The Biodiversity Council will foster public, policy and industry recognition of the biodiversity crisis, the importance of biodiversity for wellbeing and prosperity, and positive opportunities and solutions to address the challenges. 


The Federal Minister for Environment and Water, Tanya Plibersek, launched The Biodiversity Council at the University of Melbourne on Wednesday 7 December 2022.

Incoming Council Executive Director Ilsa Colson said there was growing momentum and investment to find solutions to the biodiversity crisis.
Biodiversity loss and climate change are the two existential challenges of our time, yet biodiversity loss receives much less attention than the climate crisis - The Council will seek to change this,” Ms Colson said. 


Inaugural Chief Councillor Dr Jack Pascoe, Yuin man and Conservation and Research Manager at the Conservation Ecology Centre, says the recently released State of the Environment report underscored a growing recognition that Australia’s biodiversity is declining dangerously fast.  
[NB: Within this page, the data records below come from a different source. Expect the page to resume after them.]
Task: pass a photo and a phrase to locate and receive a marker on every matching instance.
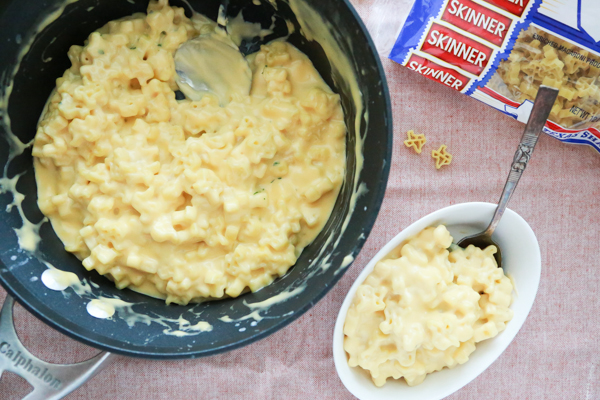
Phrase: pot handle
(49, 381)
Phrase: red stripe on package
(478, 20)
(515, 7)
(457, 49)
(435, 72)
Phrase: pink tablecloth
(556, 355)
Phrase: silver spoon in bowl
(542, 106)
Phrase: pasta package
(501, 51)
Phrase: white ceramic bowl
(520, 259)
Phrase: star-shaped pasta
(441, 156)
(415, 140)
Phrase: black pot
(66, 311)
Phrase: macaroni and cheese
(423, 308)
(182, 199)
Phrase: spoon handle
(542, 106)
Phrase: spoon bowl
(522, 263)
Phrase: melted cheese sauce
(186, 199)
(424, 308)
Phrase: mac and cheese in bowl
(424, 307)
(180, 199)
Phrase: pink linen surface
(556, 355)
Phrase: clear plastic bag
(384, 22)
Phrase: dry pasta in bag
(501, 51)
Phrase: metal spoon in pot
(542, 106)
(215, 62)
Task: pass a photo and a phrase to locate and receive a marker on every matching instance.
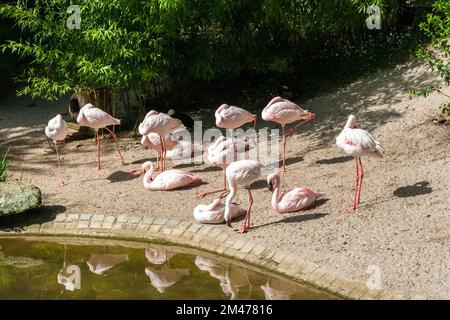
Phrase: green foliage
(437, 29)
(151, 46)
(4, 166)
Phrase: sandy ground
(402, 226)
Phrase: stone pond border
(214, 239)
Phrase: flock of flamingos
(157, 129)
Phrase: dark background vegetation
(179, 54)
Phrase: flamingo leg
(97, 138)
(61, 182)
(224, 190)
(355, 197)
(283, 170)
(361, 176)
(117, 144)
(246, 226)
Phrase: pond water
(54, 268)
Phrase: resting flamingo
(169, 179)
(358, 143)
(96, 118)
(56, 130)
(293, 200)
(283, 111)
(231, 117)
(221, 153)
(153, 141)
(162, 124)
(213, 213)
(243, 172)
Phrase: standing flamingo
(153, 141)
(56, 130)
(293, 200)
(162, 124)
(357, 143)
(213, 213)
(222, 152)
(283, 111)
(96, 118)
(169, 179)
(231, 117)
(243, 172)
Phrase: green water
(35, 268)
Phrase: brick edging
(215, 239)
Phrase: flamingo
(184, 150)
(221, 153)
(162, 124)
(158, 256)
(358, 143)
(243, 172)
(96, 118)
(169, 179)
(153, 141)
(231, 117)
(214, 212)
(56, 130)
(283, 111)
(293, 200)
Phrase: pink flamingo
(56, 130)
(243, 172)
(213, 213)
(283, 111)
(96, 118)
(169, 179)
(357, 143)
(231, 117)
(221, 153)
(153, 141)
(293, 200)
(162, 124)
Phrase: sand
(402, 226)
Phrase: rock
(18, 197)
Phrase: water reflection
(100, 263)
(234, 281)
(69, 275)
(165, 277)
(278, 289)
(157, 255)
(172, 274)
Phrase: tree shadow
(121, 176)
(36, 216)
(335, 160)
(417, 189)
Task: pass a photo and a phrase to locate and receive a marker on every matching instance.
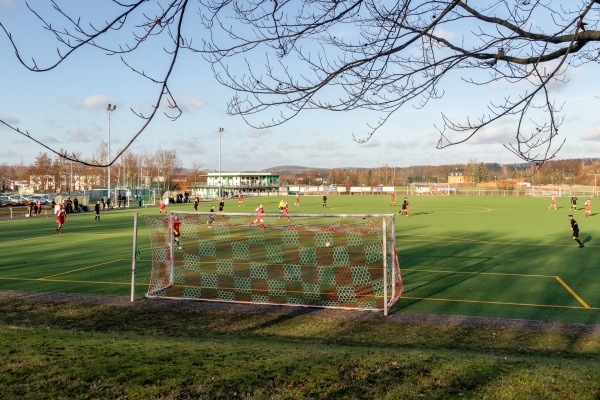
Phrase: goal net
(318, 260)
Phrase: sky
(67, 109)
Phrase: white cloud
(592, 134)
(96, 102)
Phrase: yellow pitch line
(79, 269)
(497, 303)
(455, 240)
(475, 273)
(579, 299)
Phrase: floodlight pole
(220, 179)
(594, 193)
(111, 107)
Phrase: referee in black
(575, 229)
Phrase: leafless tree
(283, 57)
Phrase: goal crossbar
(315, 260)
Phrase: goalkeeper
(176, 232)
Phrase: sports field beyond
(507, 257)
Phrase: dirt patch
(400, 318)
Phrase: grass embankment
(77, 351)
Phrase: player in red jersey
(553, 202)
(259, 212)
(60, 218)
(588, 207)
(404, 210)
(285, 210)
(176, 232)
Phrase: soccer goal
(315, 260)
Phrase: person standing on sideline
(211, 217)
(285, 211)
(573, 203)
(176, 232)
(553, 202)
(404, 210)
(588, 207)
(575, 229)
(259, 212)
(97, 209)
(60, 218)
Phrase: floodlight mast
(109, 109)
(220, 178)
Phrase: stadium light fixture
(109, 109)
(220, 178)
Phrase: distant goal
(315, 260)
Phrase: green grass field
(496, 257)
(506, 257)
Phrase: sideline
(576, 329)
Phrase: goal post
(314, 260)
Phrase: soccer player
(285, 210)
(259, 212)
(97, 209)
(404, 210)
(575, 229)
(211, 218)
(588, 207)
(176, 232)
(553, 202)
(60, 218)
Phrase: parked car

“It also highlights the importance of Indigenous Knowledge in addressing these challenges,” he says. “The Biodiversity Council will provide a platform to ensure First Nations voices are heard in advocating for healthy country.”

Due to the national significance of this project, and strong alignment with the Ross Trust’s strategy, the Council was invited to apply for – and was granted - a four-year challenge and change grant for their Director of Policy and Innovation role.


The Ross Trust CEO Sarah Hardy says the grant of $400,000 will enable the translation of the Council’s work into policy and practice change in government and business. 


“The Ross Trust has a history of supporting a diversity of approaches to conservation including land and sea management, community development, education, action-oriented research, communications, conservation finance and advocacy,” she said.


“We believe the establishment of the Council will contribute to these approaches and fulfill a gap we had identified in the sector – an independent, evidence-based voice for biodiversity conservation that seeks to communicate and advocate on the problems and solutions to a broad audience including the public, community, government, business and industry.”